The center says trained volunteers will monitor more than 20 stream sites during a two-week effort in early June across Leelanau, Grand Traverse, Kalkaska and Antrim counties. A posted Adopt-A-Stream event is set for June 7, 2026, from 1 to 5 p.m. at Mitchell Creek Meadows Preserve in partnership with the Grand Traverse Regional Land Conservancy.

Adopt-A-Stream launched in 2003 and runs twice a year. The Watershed Center says more than 100 volunteers take part each year, and its 2024 annual report says nearly 100 volunteers contributed data in June and October. In 2022, the program recorded 103 volunteers, 908 volunteer hours and 27 sites, a sign of how much of the watershed depends on volunteer sampling to fill gaps in professional monitoring.

The work focuses on macroinvertebrates, the aquatic insects and other small organisms that serve as biological indicators of stream health.
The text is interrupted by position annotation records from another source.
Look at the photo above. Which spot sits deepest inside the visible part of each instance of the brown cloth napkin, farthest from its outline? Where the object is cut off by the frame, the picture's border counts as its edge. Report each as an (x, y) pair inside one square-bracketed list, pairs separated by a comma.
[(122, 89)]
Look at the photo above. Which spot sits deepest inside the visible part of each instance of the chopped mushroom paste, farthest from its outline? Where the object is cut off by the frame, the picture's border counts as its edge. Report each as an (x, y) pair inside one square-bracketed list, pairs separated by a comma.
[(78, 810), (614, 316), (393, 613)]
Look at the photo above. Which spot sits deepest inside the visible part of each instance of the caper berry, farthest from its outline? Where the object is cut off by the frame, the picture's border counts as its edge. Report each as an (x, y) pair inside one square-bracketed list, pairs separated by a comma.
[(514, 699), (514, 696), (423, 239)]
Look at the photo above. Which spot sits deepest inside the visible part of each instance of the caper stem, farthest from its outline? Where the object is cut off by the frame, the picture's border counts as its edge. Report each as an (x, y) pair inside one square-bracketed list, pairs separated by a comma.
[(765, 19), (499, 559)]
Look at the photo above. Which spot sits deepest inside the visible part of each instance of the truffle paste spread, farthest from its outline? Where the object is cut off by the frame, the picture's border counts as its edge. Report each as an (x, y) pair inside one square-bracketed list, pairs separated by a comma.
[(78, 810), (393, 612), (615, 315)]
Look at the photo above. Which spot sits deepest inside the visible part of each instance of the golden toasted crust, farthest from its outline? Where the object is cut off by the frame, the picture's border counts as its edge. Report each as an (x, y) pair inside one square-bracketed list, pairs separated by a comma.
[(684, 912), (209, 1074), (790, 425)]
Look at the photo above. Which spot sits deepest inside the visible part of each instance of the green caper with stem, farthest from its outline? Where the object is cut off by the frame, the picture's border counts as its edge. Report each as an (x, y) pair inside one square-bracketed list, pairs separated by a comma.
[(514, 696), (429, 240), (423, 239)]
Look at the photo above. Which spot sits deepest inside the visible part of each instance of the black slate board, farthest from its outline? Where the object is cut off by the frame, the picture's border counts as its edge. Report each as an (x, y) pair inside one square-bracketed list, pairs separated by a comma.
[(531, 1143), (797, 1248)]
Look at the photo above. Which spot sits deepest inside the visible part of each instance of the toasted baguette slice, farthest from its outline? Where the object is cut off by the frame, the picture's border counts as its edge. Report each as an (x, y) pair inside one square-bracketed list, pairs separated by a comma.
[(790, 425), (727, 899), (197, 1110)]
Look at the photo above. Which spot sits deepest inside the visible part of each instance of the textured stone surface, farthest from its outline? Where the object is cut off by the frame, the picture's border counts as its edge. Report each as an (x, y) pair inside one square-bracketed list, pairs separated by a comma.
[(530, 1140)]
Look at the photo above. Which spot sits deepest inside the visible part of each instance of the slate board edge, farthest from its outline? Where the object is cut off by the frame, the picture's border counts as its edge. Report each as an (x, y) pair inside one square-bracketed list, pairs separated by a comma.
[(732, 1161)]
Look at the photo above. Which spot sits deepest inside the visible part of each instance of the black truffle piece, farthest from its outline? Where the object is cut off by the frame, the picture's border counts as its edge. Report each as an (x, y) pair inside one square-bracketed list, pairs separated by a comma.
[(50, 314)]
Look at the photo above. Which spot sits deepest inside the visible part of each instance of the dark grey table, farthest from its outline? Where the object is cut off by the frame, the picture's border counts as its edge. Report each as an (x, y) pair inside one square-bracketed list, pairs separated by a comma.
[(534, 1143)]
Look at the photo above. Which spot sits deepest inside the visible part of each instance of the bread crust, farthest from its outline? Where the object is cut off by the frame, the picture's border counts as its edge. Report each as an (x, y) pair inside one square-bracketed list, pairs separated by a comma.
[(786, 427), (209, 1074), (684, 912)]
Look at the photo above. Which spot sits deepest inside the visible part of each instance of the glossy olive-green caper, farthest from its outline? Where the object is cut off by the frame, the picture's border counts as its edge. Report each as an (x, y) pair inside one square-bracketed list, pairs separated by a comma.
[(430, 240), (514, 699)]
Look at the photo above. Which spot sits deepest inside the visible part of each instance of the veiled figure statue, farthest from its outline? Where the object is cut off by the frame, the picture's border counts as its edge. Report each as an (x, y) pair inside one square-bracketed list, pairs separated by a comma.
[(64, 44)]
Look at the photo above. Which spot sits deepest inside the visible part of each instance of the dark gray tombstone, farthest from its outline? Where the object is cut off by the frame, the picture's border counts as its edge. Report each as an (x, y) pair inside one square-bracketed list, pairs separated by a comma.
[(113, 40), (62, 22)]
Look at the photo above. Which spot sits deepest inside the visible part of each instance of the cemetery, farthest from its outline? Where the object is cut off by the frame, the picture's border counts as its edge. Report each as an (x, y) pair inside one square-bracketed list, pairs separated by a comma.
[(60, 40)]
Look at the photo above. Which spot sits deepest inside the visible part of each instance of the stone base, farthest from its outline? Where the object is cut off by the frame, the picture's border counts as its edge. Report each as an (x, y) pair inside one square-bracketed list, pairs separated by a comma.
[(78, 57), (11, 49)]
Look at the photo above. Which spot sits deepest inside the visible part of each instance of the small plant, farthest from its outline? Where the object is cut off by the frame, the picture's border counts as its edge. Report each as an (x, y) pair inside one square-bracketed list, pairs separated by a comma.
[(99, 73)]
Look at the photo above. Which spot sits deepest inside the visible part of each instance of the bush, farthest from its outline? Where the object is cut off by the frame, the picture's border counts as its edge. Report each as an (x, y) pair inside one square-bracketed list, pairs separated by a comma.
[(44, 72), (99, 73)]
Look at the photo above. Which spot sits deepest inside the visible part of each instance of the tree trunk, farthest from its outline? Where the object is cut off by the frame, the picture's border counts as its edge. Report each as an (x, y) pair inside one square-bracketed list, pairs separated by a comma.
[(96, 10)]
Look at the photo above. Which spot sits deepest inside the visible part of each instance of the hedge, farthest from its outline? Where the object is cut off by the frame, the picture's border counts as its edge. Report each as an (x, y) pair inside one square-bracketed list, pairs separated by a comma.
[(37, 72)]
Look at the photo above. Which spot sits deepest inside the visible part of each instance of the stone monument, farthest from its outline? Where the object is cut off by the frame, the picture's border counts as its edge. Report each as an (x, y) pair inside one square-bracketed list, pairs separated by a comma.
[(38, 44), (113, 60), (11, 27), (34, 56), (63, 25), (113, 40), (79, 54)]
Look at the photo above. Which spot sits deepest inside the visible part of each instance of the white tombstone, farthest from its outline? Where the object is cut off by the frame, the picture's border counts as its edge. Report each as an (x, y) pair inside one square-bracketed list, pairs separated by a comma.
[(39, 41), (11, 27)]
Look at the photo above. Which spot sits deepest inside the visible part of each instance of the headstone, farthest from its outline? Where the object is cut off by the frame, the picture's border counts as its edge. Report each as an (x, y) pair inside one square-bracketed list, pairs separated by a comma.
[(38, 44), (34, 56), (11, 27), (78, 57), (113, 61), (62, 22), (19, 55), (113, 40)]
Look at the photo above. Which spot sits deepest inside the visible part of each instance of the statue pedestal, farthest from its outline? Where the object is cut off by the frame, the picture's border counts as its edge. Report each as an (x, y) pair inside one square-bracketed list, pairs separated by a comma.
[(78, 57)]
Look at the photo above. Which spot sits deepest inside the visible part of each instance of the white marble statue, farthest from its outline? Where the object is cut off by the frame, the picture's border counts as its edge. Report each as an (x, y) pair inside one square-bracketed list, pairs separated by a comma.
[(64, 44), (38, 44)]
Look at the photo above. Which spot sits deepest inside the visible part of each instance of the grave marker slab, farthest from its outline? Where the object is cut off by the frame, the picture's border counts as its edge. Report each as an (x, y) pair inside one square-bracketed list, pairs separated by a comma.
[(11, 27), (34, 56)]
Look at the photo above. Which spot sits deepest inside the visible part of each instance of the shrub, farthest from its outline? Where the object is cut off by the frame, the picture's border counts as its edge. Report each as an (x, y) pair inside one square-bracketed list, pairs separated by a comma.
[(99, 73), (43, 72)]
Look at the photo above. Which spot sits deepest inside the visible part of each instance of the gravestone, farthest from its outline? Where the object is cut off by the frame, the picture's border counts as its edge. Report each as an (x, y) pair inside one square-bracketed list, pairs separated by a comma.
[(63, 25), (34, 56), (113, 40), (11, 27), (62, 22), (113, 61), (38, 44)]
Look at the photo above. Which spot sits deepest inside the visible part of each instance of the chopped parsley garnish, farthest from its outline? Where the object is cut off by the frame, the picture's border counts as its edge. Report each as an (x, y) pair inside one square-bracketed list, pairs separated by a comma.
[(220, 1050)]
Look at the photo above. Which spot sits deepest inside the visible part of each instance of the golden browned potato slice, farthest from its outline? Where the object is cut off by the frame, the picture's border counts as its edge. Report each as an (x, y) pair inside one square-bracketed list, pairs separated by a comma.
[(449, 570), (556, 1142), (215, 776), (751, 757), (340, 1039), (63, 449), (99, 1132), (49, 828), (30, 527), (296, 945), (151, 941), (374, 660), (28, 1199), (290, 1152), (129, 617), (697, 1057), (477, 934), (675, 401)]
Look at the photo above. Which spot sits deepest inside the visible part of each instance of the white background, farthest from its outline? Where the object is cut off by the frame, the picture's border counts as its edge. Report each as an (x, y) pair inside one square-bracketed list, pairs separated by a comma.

Volunteers follow Michigan Clean Water Corps procedures and use a biotic index to judge conditions in wadable streams. Because the organisms have known pollution tolerances and are relatively easy to identify after basic training, the program can generate usable data from streams that otherwise go mostly unmonitored.

That matters in a watershed that spans about 976 square miles and serves more than 150,000 people across Antrim, Grand Traverse, Kalkaska and Leelanau counties. The Watershed Center says the data collected by residents are used by local and state resource professionals when they weigh management and restoration decisions.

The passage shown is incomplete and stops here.